The central bank has also cautioned banks that non-adherence to or delays in implementing decisions by the JLFs will attract monetary penalties on the banks concerned.

The RBI has decided that, henceforth, the decisions agreed upon by a minimum of 60 per cent of creditors by value and 50 per cent of creditors by number in the JLF would be considered as the basis for deciding the corrective action plans (CAP), and will be binding on all lenders.

Until now, the CAP had to be agreed by a minimum of 75 per cent of creditors by value and 60 per cent of creditors by number. Under the new guidelines, the decisions taken by the JLF will not require further approval of the boards of the banks.

While issuing the changes in guidelines, the RBI said, “Delays have been observed in finalising and implementation of the CAP, leading to delays in resolution of stressed assets in the banking system... Boards shall empower their executives to implement the JLF decision without requiring further approval from the Board.” The RBI had issued the earlier framework in 2014 aimed at early identification of stressed assets and timely implementation of a corrective action plan to preserve the economic value of stressed assets.

In order to ensure that the CAP is finalised and formulated swiftly, the framework specifies various timelines within which lenders have to decide and implement the CAP.
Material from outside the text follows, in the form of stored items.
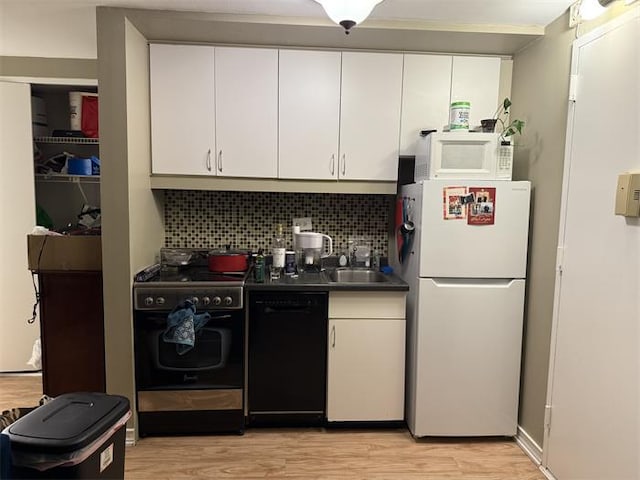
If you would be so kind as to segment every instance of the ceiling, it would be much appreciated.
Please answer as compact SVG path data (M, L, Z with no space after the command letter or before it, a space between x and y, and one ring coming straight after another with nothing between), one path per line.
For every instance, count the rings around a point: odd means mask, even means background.
M314 0L0 0L22 5L58 3L65 8L87 5L182 10L220 14L299 17L325 21ZM352 0L351 0L352 1ZM575 0L384 0L363 25L374 22L419 23L434 26L486 25L544 27L559 17Z

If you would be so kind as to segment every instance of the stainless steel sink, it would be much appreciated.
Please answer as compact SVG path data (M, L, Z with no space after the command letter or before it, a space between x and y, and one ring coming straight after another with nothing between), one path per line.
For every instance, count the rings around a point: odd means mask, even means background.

Despite these guidelines, delays have been observed, which have compounded the bad loans issue. Further, many banks with smaller loan exposures did not come on board, which defeated the very purpose of the framework for initiating prompt corrective measures in cases of stressed accounts..

“Lenders must scrupulously adhere to the timelines prescribed in the framework for finalising and implementing the CAP. Lenders shall ensure that their representatives in the JLF are equipped with appropriate mandates, and that decisions taken at the JLF are implemented by the lenders within the timelines,” the RBI said.

Penalties on the cards

The central bank said that the stand of the participating banks while voting on the final proposal before the JLF should be unambiguous and unconditional.

“Any non-adherence to these instructions and timelines specified under the framework shall attract monetary penalties on the concerned banks under the provisions of the Banking Regulation Act 1949,” the RBI said.